Expectativas para os próximos meses mostram cenário preocupante

O pessimismo também se reflete nas projeções para o futuro. Para 35% dos entrevistados, a economia vai piorar nos próximos meses, um salto em relação aos 21% de dezembro. A expectativa de melhora, que havia alcançado 46% em dezembro, agora está em 30%. As diferenças regionais e sociais são evidentes:

  • No Nordeste, 36% acreditam na melhora, enquanto no Sudeste são apenas 25%.
  • O otimismo é maior entre pretos (32%) e pardos (31%) do que entre brancos (26%).
  • Na divisão por religião, 33% dos católicos estão otimistas, contra 23% dos evangélicos.
  • Politicamente, 51% dos eleitores de Lula preveem melhora, frente a 14% dos apoiadores de Flávio Bolsonaro.

Situação financeira pessoal também preocupa os brasileiros

Os dados indicam que o brasileiro está mais insatisfeito com o próprio bolso. 33% dos entrevistados avaliam que sua situação econômica pessoal piorou, ante 26% em dezembro. A parcela que sentiu melhora caiu de 36% para 30%. É a primeira vez neste período que o sentimento de piora individual apresenta uma alta significativa, aproximando-se do índice de quem vê evolução na renda.

O otimismo com o futuro financeiro pessoal, que havia dado um salto de julho para dezembro, recuou. O grupo dos que esperam melhora na própria condição caiu de 60% para 51%. Na outra ponta, o pessimismo com o futuro pessoal subiu de 10% para 14%.

Preocupação com desemprego atinge maior patamar no governo Lula

O levantamento mostra que 48% dos entrevistados avaliam que o desemprego vai aumentar, ante 42% em junho de 2025. Segundo o Datafolha, este é o maior patamar em termos nominais no atual mandato do presidente Lula, embora esteja empatado na margem de erro com índices anteriores. Apenas 21% acreditam que o desemprego vai cair, o menor valor registrado no atual governo.

O temor não é uniforme:

  • Entre brasileiros de alta renda (acima de dez salários mínimos), 59% preveem alta nas demissões, contra 46% entre os mais pobres (até dois mínimos).
  • Evangélicos (57%) são mais pessimistas que católicos (45%).
  • Entre empresários, o índice chega a 64%, e entre estudantes, a 52%.
  • No recorte político, 65% dos que pretendem votar em Flávio Bolsonaro acreditam no aumento do desemprego.
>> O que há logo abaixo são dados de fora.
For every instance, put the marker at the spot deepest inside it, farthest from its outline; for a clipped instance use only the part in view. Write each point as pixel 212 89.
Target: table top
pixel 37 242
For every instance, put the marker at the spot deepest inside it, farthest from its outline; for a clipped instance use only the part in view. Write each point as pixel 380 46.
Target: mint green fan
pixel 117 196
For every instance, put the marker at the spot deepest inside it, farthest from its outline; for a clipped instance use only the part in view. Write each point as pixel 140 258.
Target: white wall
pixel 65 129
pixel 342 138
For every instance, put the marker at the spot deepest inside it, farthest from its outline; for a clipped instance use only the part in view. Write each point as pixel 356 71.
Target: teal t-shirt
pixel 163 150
Inflação e poder de compra geram pessimismo generalizado

A maioria dos brasileiros projeta um cenário de alta nos preços. 61% dos entrevistados acreditam que a inflação vai aumentar nos próximos meses, mantendo-se em patamar estável nos últimos 12 meses. Apenas 11% apostam na queda da inflação, índice que vem diminuindo gradualmente.

Quanto ao poder de compra, 39% acreditam que vai cair nos próximos meses, um aumento em relação aos 36% de junho. Na outra ponta, 32% esperam que o salário aumente, uma leve alta em relação aos 30% anteriores.
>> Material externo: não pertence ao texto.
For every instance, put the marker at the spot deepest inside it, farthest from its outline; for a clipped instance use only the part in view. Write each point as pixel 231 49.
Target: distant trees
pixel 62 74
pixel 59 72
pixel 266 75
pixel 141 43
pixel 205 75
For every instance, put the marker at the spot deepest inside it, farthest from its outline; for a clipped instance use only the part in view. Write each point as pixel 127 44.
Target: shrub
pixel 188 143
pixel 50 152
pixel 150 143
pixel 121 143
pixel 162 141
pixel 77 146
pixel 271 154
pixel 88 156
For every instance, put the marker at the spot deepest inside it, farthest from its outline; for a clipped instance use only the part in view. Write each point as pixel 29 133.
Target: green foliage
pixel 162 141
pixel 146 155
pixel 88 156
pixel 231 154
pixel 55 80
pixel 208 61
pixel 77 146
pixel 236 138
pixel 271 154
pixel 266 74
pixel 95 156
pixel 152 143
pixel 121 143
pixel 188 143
Reforma do Imposto de Renda ainda não impacta percepção geral

O levantamento aponta que a reforma do Imposto de Renda ainda não gerou um impacto claro na percepção dos brasileiros sobre as finanças pessoais. Mesmo entre os grupos beneficiados pelas novas regras, o sentimento de melhora não destoa do restante da população. No grupo com renda de dois a cinco salários mínimos, que inclui os novos isentos, 32% afirmaram que sua situação melhorou, índice próximo aos 28% registrados entre os que já não pagavam o imposto anteriormente.

A maior percepção de melhora está na faixa de cinco a dez salários mínimos (35%). Entre os brasileiros com renda acima de dez salários mínimos — grupo impactado pelo novo Imposto de Renda Mínimo —, apenas 25% sentiram melhora, e 30% relataram piora, índice próximo à média geral da pesquisa.